Political recognition of the Armenian Genocide, at least, should mean the inevitability of punishment of the criminal. This is a banal logic – the recognition of the fact of the crime committed means the presence of a criminal who must be punished proportionately to his act.
Meanwhile, no country that has adopted a resolution on the recognition of the Armenian Genocide has taken any real action to make the perpetrator feel the consequences of such a grave crime and take responsibility for overcoming the consequences. No country that has recognized the genocide builds its dialogue with Turkey, taking into account Ankara's unwillingness to at least admit the fact of the crime committed. No country that has recognized the genocide has imposed sanctions, embargoes, or other restrictions on the Turkish side.
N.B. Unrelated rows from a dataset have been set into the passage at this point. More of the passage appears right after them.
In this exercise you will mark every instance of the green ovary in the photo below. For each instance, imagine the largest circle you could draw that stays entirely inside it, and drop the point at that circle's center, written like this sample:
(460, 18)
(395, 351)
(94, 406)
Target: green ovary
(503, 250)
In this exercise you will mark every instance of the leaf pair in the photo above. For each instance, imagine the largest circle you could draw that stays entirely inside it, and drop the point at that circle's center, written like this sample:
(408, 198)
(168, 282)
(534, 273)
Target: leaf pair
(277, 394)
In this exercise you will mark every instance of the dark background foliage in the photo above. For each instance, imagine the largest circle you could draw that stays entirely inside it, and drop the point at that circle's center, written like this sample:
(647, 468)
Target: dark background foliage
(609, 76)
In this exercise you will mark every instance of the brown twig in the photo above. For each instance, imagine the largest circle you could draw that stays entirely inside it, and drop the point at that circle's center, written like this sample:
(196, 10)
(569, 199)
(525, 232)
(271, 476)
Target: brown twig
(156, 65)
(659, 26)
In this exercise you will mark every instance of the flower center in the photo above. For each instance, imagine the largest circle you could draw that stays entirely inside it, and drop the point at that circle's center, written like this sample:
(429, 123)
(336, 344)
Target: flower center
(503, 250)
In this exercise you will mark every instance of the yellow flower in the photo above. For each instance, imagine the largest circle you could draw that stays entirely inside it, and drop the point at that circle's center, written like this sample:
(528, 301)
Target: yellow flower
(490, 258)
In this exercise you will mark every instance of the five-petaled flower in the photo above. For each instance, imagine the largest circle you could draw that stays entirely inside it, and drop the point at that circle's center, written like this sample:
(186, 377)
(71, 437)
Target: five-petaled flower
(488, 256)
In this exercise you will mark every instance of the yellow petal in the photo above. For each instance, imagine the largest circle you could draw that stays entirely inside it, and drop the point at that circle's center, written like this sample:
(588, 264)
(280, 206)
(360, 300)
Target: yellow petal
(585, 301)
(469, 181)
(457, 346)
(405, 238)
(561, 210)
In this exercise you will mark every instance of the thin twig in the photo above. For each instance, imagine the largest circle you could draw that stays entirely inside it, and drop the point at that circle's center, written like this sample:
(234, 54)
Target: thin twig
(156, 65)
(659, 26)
There is no need to go far for examples-Turkey took an active part in the last Karabakh war against the Armenians, and following its results, President Erdogan even said: "May the soul of Enver Pasha (the organizer of the genocide) shine." So what? Nothing. No country that has recognized the genocide has responded in any way: no words of condemnation, no sanctions, no embargoes.
The US is no exception. After the expected recognition of the Armenian Genocide, US President Joe Biden will continue to adhere to the position of using this issue as a cherished "carrot" and as a stick for Turkey. This whip was raised many times – and in the 20s and 30s, when there was a struggle for the redistribution of Mosul oil and the problem of the Black Sea Straits, in 1975 after the Turkish invasion of Northern Cyprus, and then according to the same logic.
So far, state after state in America is gradually being recognized, but in reality there is no benefit from these nominal populist measures.
Of course, the transformation of moral recognition into concrete political dividends will speed up the decision-making process in Washington. This is the task of the Armenian government, diplomatic departments and diaspora structures, which, due to the lack of coordination of actions and different understanding of the value of recognition, have not yet come to tangible results. The fundamental problem is the lack of a strategic vision for solving the issue of achieving political goals. Today, the economic profit from cooperation with Turkey is more important to the Armenian leadership than the historical memory and the required contributions.